Key findings, issues, and challenges
- The Rao-Yu model evaluated seems, in most cases, conceptually appropriate, and empirically produces plausible estimates with greater accuracy than direct estimation methods.
- Dealing with COVID and other real-world changes presented difficulties and the model will need to be managed in the case of future shocks.
- The estimation of AR1 coefficients for NSW and VIC employment models was stopped at upper bounds of 0.98, indicating non-stationarity problems. The dynamic model of Fay and Diallo (2012) may be a better alternative in these cases.
- The random area effect variance estimates and random area by time effect variance estimates were small but significant for unemployment. For employment both random effect variances were small and statistically non-significant.
- Uncertainty estimation for movements and rates will be required.
- For a large number of time points and areas, fitting the Rao-Yu model, as implemented in the SAE2 R package, is computationally demanding. Hence we have not explored Australia-level models. The computational demands will also need to be considered when monthly production is implemented in 2024, when we look at bootstrapping for uncertainty estimation, and when we explore the feasibility of modelled estimates for finer-level geographies.

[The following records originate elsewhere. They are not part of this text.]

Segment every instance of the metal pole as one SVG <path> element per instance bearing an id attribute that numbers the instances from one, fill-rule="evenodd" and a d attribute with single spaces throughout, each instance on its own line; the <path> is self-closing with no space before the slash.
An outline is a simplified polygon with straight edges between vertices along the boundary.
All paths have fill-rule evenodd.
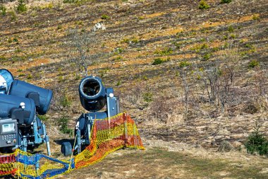
<path id="1" fill-rule="evenodd" d="M 43 124 L 43 130 L 44 130 L 44 141 L 47 143 L 47 155 L 50 156 L 51 155 L 51 153 L 50 151 L 49 137 L 47 134 L 46 125 L 44 124 Z"/>
<path id="2" fill-rule="evenodd" d="M 76 131 L 76 135 L 78 138 L 78 154 L 80 154 L 81 153 L 81 132 L 79 129 Z"/>

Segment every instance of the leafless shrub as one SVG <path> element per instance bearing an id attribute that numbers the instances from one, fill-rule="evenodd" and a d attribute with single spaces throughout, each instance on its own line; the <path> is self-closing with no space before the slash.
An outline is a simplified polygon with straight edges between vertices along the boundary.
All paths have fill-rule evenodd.
<path id="1" fill-rule="evenodd" d="M 184 104 L 184 112 L 187 115 L 189 108 L 189 100 L 190 100 L 190 87 L 187 80 L 187 71 L 184 68 L 180 69 L 180 77 L 182 81 L 182 84 L 183 87 L 183 104 Z"/>
<path id="2" fill-rule="evenodd" d="M 198 75 L 203 81 L 204 89 L 209 98 L 210 103 L 215 101 L 218 93 L 220 75 L 219 62 L 212 62 L 203 67 L 202 71 L 198 71 Z"/>
<path id="3" fill-rule="evenodd" d="M 71 49 L 67 51 L 70 53 L 71 62 L 83 69 L 85 76 L 87 76 L 87 67 L 98 63 L 105 54 L 99 51 L 101 45 L 93 32 L 72 29 L 68 32 L 66 45 Z"/>
<path id="4" fill-rule="evenodd" d="M 231 82 L 232 86 L 233 86 L 235 80 L 235 74 L 237 71 L 237 67 L 239 61 L 241 59 L 241 56 L 239 54 L 239 50 L 237 47 L 236 47 L 232 42 L 230 42 L 224 50 L 220 51 L 220 58 L 223 63 L 225 64 L 226 70 L 229 71 L 229 74 L 231 77 Z"/>
<path id="5" fill-rule="evenodd" d="M 266 94 L 265 84 L 267 82 L 268 71 L 266 69 L 257 70 L 254 76 L 255 85 L 260 96 L 264 96 Z"/>
<path id="6" fill-rule="evenodd" d="M 232 71 L 229 70 L 228 67 L 221 70 L 218 83 L 218 100 L 221 104 L 221 112 L 224 113 L 227 103 L 230 102 L 232 98 Z"/>

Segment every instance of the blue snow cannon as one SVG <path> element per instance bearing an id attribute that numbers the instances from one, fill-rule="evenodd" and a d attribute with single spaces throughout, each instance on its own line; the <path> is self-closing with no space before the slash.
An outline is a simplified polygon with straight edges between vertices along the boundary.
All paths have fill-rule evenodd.
<path id="1" fill-rule="evenodd" d="M 47 112 L 52 96 L 51 90 L 15 80 L 9 71 L 0 69 L 0 151 L 27 151 L 47 143 L 50 155 L 46 127 L 37 115 Z"/>
<path id="2" fill-rule="evenodd" d="M 104 86 L 99 77 L 90 76 L 83 79 L 78 91 L 81 105 L 89 112 L 83 113 L 76 122 L 77 142 L 74 149 L 77 154 L 90 144 L 90 132 L 95 119 L 102 120 L 120 113 L 119 98 L 114 96 L 112 88 Z M 61 152 L 64 156 L 71 155 L 71 144 L 62 143 Z"/>

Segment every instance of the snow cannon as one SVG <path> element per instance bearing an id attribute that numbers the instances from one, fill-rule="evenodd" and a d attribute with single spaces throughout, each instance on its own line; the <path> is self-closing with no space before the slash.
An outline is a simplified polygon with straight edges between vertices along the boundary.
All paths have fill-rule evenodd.
<path id="1" fill-rule="evenodd" d="M 112 88 L 104 86 L 99 77 L 90 76 L 83 79 L 78 90 L 81 105 L 89 112 L 83 113 L 76 122 L 74 149 L 77 154 L 90 144 L 90 132 L 95 119 L 102 120 L 120 113 L 119 98 L 114 96 Z M 70 156 L 72 148 L 70 142 L 63 142 L 61 152 L 64 156 Z"/>
<path id="2" fill-rule="evenodd" d="M 51 91 L 15 80 L 10 71 L 0 69 L 0 151 L 33 150 L 49 139 L 45 125 L 37 117 L 47 112 Z"/>

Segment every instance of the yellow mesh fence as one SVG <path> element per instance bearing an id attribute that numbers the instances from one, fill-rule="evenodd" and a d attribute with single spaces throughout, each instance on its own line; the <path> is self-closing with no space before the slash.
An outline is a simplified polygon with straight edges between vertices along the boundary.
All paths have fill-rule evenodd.
<path id="1" fill-rule="evenodd" d="M 123 147 L 145 149 L 135 122 L 126 113 L 95 120 L 91 142 L 85 150 L 68 161 L 58 160 L 43 154 L 31 154 L 17 149 L 0 156 L 0 176 L 12 175 L 20 178 L 52 178 L 93 164 L 108 154 Z"/>

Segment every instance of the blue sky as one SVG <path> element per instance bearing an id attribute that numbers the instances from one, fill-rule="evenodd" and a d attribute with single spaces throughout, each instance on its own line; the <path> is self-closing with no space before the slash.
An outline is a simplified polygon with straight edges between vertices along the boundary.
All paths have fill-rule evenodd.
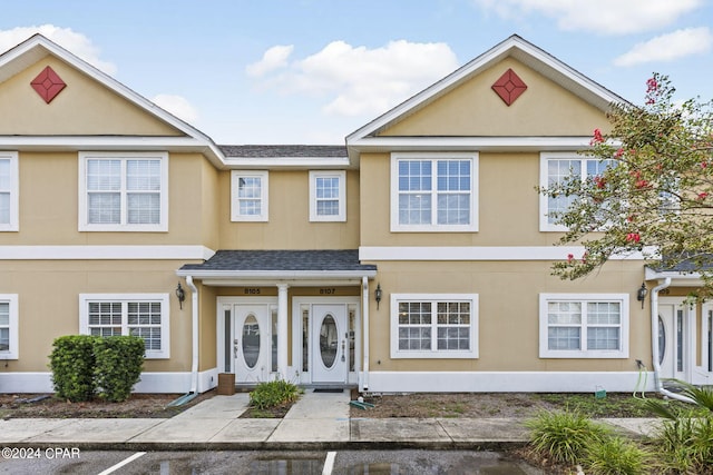
<path id="1" fill-rule="evenodd" d="M 42 32 L 218 144 L 344 137 L 511 34 L 641 103 L 653 71 L 713 99 L 711 0 L 25 0 Z"/>

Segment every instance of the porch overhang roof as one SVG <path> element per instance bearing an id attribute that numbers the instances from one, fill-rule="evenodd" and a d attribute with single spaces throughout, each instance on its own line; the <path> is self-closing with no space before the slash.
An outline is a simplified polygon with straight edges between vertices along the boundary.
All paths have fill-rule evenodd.
<path id="1" fill-rule="evenodd" d="M 186 264 L 179 277 L 205 285 L 358 284 L 374 278 L 377 266 L 361 264 L 358 249 L 339 250 L 218 250 L 203 264 Z"/>

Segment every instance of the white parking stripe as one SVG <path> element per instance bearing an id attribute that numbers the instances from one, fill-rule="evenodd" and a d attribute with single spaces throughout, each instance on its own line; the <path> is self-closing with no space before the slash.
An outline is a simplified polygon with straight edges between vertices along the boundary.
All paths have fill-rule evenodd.
<path id="1" fill-rule="evenodd" d="M 146 455 L 146 452 L 137 452 L 136 454 L 131 455 L 130 457 L 119 462 L 118 464 L 107 468 L 106 471 L 101 472 L 98 475 L 108 475 L 110 473 L 114 473 L 116 471 L 118 471 L 119 468 L 121 468 L 124 465 L 130 464 L 131 462 L 134 462 L 135 459 L 137 459 L 138 457 Z"/>
<path id="2" fill-rule="evenodd" d="M 332 475 L 332 471 L 334 469 L 335 457 L 336 457 L 336 452 L 328 452 L 326 458 L 324 459 L 324 468 L 322 469 L 322 475 Z"/>

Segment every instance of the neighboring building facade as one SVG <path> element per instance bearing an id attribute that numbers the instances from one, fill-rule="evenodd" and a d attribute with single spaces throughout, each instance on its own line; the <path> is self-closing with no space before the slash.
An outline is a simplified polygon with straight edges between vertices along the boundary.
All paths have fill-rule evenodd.
<path id="1" fill-rule="evenodd" d="M 622 100 L 511 37 L 345 146 L 218 146 L 32 37 L 0 56 L 0 392 L 51 392 L 68 334 L 144 337 L 138 392 L 711 384 L 694 275 L 550 275 L 583 249 L 535 187 L 597 172 Z"/>

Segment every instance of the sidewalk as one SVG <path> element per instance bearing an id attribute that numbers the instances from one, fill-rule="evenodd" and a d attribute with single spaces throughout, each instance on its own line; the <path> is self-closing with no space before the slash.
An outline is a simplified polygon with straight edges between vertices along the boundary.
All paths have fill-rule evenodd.
<path id="1" fill-rule="evenodd" d="M 82 449 L 504 449 L 527 442 L 517 418 L 350 417 L 350 393 L 307 389 L 282 419 L 241 419 L 248 395 L 214 396 L 167 419 L 0 420 L 0 444 Z M 632 437 L 648 435 L 656 419 L 603 419 Z"/>

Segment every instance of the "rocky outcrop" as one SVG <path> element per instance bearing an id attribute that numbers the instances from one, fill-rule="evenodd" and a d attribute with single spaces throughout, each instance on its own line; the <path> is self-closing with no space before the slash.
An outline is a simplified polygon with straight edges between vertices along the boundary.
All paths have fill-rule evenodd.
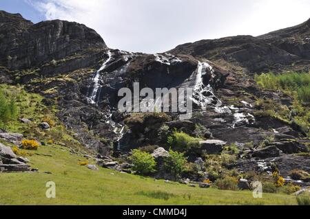
<path id="1" fill-rule="evenodd" d="M 268 146 L 262 149 L 257 150 L 252 154 L 253 157 L 266 159 L 268 157 L 278 157 L 281 150 L 276 146 Z"/>
<path id="2" fill-rule="evenodd" d="M 199 142 L 200 149 L 205 150 L 207 154 L 220 154 L 226 142 L 220 140 L 207 140 Z"/>
<path id="3" fill-rule="evenodd" d="M 15 145 L 20 145 L 21 143 L 21 139 L 23 139 L 23 135 L 19 133 L 0 133 L 0 139 Z"/>
<path id="4" fill-rule="evenodd" d="M 63 58 L 81 59 L 87 50 L 106 48 L 94 30 L 74 22 L 56 20 L 33 24 L 19 14 L 1 11 L 0 27 L 0 65 L 10 69 L 43 65 L 46 68 L 50 64 L 56 67 L 58 60 Z M 94 61 L 90 58 L 84 66 L 94 64 Z M 81 67 L 72 66 L 67 70 Z"/>
<path id="5" fill-rule="evenodd" d="M 25 158 L 17 157 L 11 148 L 0 143 L 0 172 L 30 171 L 30 166 L 26 164 L 28 161 Z"/>
<path id="6" fill-rule="evenodd" d="M 203 40 L 178 45 L 169 52 L 240 65 L 249 73 L 291 69 L 292 64 L 295 69 L 307 72 L 310 62 L 309 26 L 308 21 L 258 37 L 237 36 Z"/>
<path id="7" fill-rule="evenodd" d="M 269 143 L 269 146 L 276 146 L 285 154 L 297 154 L 308 151 L 305 145 L 296 141 L 273 142 Z"/>

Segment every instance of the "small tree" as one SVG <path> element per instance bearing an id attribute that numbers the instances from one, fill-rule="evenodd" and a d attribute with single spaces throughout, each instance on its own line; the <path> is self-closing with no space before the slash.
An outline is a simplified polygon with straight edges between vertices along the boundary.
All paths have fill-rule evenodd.
<path id="1" fill-rule="evenodd" d="M 150 154 L 135 149 L 130 157 L 132 161 L 132 170 L 145 175 L 155 172 L 156 162 Z"/>
<path id="2" fill-rule="evenodd" d="M 173 174 L 176 180 L 184 171 L 187 160 L 185 157 L 184 153 L 170 150 L 169 154 L 170 156 L 165 159 L 165 168 Z"/>

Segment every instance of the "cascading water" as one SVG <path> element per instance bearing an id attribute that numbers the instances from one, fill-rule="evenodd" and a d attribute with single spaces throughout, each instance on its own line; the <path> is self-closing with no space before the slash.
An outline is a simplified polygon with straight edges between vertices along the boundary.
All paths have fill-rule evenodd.
<path id="1" fill-rule="evenodd" d="M 92 88 L 92 91 L 90 93 L 90 95 L 89 96 L 89 99 L 90 100 L 90 102 L 93 104 L 98 104 L 99 97 L 97 96 L 98 96 L 99 88 L 101 87 L 101 85 L 99 83 L 101 73 L 103 70 L 104 70 L 104 69 L 105 69 L 107 64 L 111 60 L 112 53 L 110 50 L 107 51 L 107 56 L 108 56 L 108 58 L 102 65 L 102 66 L 99 69 L 99 70 L 98 70 L 96 72 L 96 74 L 92 79 L 92 82 L 93 82 L 94 85 L 93 85 L 93 88 Z"/>
<path id="2" fill-rule="evenodd" d="M 240 111 L 238 108 L 232 106 L 224 106 L 223 102 L 214 95 L 213 89 L 210 84 L 205 85 L 203 83 L 203 76 L 207 73 L 207 70 L 211 73 L 211 77 L 214 77 L 214 70 L 212 67 L 206 62 L 198 62 L 197 69 L 196 71 L 196 84 L 194 88 L 194 99 L 193 102 L 198 106 L 200 106 L 203 111 L 207 109 L 207 106 L 210 106 L 218 113 L 231 114 L 234 116 L 234 122 L 231 128 L 236 128 L 238 124 L 253 124 L 254 117 L 247 113 L 245 115 Z M 251 106 L 250 104 L 245 104 L 245 106 Z"/>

Questions for Methodology Advisory Committee
- Does MAC have any feedback on the proposed methodology for modelling, small area estimation and uncertainty estimation?
- Are there better alternatives to dealing with the time-varying regression coefficient due to COVID impacts?
- Do you have any alternative modelling approaches in general?
- Are there improvements or further work that should be pursued?
- Any thoughts on the value of a multivariate model and on obtaining finer-level estimates would be appreciated.